Dans la première, Julie aime Saint-Preux et en est aimée. Amour naturel, innocent, de deux êtres jeunes et sains[1]. La société — incarnée dans le baron d’Etange — condamne cet amour : un préjugé artificiel, l’inégalité de naissance et de rang, sépare les amants que la nature unit. Julie épouse M. de Wolmar. Quelle issue lui laisse alors la société ? Comme à Mme  d’Epinay, comme à Mme  d’Houdetot, comme à tant d’autres, l’adultère, sur lequel le monde ferme les yeux pourvu qu’on évite le scandale. Mais l’adultère, c’est le partage honteux, la trahison, le mensonge ; c’est l’avilissement définitif de l’individu par la société.

Julie se sauve par la conscience appuyée sur la religion. Elle rétablit dans sa vie la loyauté, la franchise, par le renoncement. D’innocente fille, elle devient femme vertueuse, et à défaut du bonheur, elle retrouve la paix. Au lieu des ivresses de la passion, elle goûte des affections douces et profondes dans la fidélité conjugale et la maternité. Voilà comment l’individu peut résister au mal social qui l’enveloppe et s’insinue en lui ; voilà comment il peut restaurer en lui l’équivalent de l’innocence et du bonheur naturels.

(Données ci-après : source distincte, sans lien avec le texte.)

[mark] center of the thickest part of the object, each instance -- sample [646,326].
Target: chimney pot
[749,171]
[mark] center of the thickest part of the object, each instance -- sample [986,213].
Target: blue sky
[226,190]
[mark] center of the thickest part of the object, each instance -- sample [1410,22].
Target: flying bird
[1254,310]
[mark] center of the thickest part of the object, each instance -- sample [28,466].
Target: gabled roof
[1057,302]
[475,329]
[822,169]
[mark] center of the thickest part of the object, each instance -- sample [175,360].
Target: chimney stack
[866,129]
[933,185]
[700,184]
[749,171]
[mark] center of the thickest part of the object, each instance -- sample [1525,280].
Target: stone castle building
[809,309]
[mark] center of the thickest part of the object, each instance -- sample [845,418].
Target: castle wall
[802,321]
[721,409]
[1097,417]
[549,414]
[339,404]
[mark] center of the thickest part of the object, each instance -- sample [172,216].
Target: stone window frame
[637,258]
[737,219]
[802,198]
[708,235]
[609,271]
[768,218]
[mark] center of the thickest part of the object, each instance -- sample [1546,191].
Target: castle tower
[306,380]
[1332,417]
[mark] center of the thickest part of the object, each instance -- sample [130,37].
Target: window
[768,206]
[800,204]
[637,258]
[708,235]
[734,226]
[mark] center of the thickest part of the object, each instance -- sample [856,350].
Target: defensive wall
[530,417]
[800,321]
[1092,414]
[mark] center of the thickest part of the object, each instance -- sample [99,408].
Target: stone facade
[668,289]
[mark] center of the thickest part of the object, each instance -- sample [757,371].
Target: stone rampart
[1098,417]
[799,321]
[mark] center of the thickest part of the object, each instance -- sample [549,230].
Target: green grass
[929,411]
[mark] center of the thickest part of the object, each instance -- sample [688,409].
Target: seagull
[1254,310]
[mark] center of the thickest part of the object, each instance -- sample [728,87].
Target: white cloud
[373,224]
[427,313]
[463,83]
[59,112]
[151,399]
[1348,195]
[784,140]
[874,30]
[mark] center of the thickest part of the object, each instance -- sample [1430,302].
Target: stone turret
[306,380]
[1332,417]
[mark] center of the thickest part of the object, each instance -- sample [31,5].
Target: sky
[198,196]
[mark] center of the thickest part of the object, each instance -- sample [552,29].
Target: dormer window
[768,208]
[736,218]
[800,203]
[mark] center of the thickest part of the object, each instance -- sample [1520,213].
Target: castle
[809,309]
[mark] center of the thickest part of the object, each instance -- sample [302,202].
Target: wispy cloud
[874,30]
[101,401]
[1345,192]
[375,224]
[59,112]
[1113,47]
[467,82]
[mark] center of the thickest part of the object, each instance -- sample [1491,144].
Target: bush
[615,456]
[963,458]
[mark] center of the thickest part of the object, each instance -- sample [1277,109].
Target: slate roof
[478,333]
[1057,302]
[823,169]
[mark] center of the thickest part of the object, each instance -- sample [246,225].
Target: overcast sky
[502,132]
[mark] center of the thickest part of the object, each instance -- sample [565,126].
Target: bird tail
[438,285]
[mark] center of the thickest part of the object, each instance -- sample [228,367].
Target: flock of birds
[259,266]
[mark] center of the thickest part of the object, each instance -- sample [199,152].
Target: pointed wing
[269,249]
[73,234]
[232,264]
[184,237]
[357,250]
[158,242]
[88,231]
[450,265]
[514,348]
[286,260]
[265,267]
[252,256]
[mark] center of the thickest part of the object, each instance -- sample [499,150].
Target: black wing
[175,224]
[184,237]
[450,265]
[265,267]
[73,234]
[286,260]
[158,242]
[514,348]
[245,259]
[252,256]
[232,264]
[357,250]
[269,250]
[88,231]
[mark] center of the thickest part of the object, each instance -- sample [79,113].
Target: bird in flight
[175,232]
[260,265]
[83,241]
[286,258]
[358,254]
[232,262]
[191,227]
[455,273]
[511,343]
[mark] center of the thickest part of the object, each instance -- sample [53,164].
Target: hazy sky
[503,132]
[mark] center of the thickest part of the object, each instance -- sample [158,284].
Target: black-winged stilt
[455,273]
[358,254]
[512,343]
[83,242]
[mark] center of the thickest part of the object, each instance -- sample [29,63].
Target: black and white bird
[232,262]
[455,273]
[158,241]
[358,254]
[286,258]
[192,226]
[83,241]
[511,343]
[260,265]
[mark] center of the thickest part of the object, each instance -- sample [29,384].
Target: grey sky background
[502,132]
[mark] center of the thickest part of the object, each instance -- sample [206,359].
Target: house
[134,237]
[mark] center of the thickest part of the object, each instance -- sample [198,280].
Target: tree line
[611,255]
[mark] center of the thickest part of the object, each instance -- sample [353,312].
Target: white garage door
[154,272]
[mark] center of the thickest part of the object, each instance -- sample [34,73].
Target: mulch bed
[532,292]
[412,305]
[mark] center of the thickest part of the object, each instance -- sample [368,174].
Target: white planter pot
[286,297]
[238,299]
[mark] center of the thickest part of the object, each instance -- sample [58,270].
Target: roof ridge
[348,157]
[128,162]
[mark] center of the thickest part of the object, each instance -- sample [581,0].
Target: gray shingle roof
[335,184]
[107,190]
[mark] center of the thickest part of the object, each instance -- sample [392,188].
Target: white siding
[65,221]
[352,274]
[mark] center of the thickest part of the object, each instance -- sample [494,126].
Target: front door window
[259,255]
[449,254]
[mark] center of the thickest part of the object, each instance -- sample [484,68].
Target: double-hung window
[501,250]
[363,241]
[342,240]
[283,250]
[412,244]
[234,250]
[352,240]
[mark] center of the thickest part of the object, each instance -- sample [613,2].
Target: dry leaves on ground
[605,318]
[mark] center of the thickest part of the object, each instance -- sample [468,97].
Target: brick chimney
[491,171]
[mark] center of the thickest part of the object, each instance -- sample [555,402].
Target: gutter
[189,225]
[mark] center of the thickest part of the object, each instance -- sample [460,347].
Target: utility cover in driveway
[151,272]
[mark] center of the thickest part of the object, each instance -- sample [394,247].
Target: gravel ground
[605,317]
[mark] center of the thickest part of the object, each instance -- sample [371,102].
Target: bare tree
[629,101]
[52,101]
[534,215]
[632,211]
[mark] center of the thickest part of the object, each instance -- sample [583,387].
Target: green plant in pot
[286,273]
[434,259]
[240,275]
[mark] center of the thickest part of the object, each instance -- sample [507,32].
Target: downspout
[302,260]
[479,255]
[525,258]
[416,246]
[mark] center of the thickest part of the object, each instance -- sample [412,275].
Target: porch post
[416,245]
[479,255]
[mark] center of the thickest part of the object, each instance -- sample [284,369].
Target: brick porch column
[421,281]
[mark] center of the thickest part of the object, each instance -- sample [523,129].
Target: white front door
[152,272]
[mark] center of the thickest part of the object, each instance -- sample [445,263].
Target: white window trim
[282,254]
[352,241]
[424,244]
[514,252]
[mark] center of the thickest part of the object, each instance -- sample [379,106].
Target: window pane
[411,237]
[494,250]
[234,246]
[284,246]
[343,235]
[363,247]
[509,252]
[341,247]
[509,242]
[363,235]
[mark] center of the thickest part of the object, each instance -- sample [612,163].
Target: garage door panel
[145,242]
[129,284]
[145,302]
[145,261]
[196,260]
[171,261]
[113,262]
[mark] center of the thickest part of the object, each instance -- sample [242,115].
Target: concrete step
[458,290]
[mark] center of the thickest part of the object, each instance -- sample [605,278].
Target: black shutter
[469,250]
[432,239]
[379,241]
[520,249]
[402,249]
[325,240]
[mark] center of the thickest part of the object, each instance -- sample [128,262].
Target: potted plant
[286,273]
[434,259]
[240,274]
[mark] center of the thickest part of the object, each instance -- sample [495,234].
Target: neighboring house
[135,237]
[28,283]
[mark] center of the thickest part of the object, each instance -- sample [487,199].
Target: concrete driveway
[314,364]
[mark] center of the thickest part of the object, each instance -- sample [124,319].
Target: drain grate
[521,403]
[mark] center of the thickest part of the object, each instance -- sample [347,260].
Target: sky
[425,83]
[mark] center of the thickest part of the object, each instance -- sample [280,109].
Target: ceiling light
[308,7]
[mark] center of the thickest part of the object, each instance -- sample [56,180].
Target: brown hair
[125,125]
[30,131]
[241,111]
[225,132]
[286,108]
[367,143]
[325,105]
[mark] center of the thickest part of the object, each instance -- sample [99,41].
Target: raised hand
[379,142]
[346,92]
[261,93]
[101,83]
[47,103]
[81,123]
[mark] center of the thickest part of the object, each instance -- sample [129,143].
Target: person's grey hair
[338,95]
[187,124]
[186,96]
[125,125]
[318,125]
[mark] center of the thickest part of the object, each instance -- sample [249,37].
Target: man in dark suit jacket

Dans la seconde partie, Rousseau règle les rapports du mari et de la femme, de la maîtresse de maison et des domestiques, du patron et des ouvriers, du grand propriétaire et des paysans du voisinage. La bonne volonté de Wolmar et de Julie les porte à ne jamais pro-

  1. Julie a simplement « anticipé » sur le mariage, cas fréquent dans les registres du consistoire de Genève : qu’on la marie à Saint-Preux, elle fera une bonne et fidèle femme.